Imagined control is intoxicating. Without this type of projection, the Democrat versus Republican show would be impossible. The (inevitably very inaccurately) imagined perspective of Obama is the lens through which Obama fans view Obama's actions. Same for Romney fans, of course, and so on.

Here's Kang:
When, exactly, did fans start to believe that their best interests and the best interests of team owners were the same? When did, "Well, I don't think [INSERT NAME OF REALLY RICH GUY] should spend his money in a way that would provide maximum entertainment value for me, the paying fan" become the go-to response? We have no idea how much money Jim Dolan stands to lose and how that affects the Knicks' future. And Knicks fans shouldn't care. They should just want the most entertaining, best product on the court. A team with Jeremy Lin is a better product for consumers than a team without Jeremy Lin. That should be 99 percent of every fan's calculation...
Jeremy Lin owes Jim Dolan? In what America does that make sense, except in the America where every employee owes every rich guy undying loyalty for life because the rich guy happens to sign his checks?
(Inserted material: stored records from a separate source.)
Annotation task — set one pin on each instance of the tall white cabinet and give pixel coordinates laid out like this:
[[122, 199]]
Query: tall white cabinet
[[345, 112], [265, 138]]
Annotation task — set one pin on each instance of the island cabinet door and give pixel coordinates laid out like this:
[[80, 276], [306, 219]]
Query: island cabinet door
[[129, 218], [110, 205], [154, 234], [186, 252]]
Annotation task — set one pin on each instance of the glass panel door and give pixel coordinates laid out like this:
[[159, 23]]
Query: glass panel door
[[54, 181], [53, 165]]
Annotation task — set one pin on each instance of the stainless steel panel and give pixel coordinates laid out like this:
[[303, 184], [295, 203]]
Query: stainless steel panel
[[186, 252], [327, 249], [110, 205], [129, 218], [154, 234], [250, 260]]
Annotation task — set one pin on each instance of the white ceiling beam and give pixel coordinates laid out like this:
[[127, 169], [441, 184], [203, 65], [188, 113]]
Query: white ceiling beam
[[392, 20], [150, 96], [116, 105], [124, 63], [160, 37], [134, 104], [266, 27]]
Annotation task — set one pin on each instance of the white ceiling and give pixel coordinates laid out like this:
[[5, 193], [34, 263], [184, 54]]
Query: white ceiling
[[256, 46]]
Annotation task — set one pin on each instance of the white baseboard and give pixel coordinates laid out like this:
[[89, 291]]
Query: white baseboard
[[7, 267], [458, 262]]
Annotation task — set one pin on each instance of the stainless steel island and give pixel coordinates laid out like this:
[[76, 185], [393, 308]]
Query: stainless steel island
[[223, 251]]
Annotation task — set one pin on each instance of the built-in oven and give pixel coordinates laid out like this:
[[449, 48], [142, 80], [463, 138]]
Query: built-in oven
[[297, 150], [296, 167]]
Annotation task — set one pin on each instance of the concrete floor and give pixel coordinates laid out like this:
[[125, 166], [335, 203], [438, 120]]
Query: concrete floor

Especially when said employee was the linchpin in a TV contract and when his popularity was the leading factor in a $600 million increase in the value of said rich guy's company? Oh, wait, that's exactly what Jim Dolan's America looks like. We are all just paying witnesses...
But hey, adding salary money when you're already paying the luxury tax for FLAT, Melo, Tyson Chandler, Marcus Camby, and others doesn't make "basketball sense," right? And spending Jim Dolan's money wisely has become the burden of every Knicks fan, right? And the logical move, empirically speaking, would be to blindly side with the one rich owner who has done more to disgrace the good name of logic than anyone else in the history of the NBA?
From a logical fan's perspective, the decision to keep a wildly popular, potentially transformative player should never be about money. It's true that Jeremy Lin started in only 25 games for the Knicks, but I challenge anyone to come up with a more telling, dynamic 25 games. More important, we — meaning everyone who is not Jim Dolan and his investors — are not paying the luxury tax.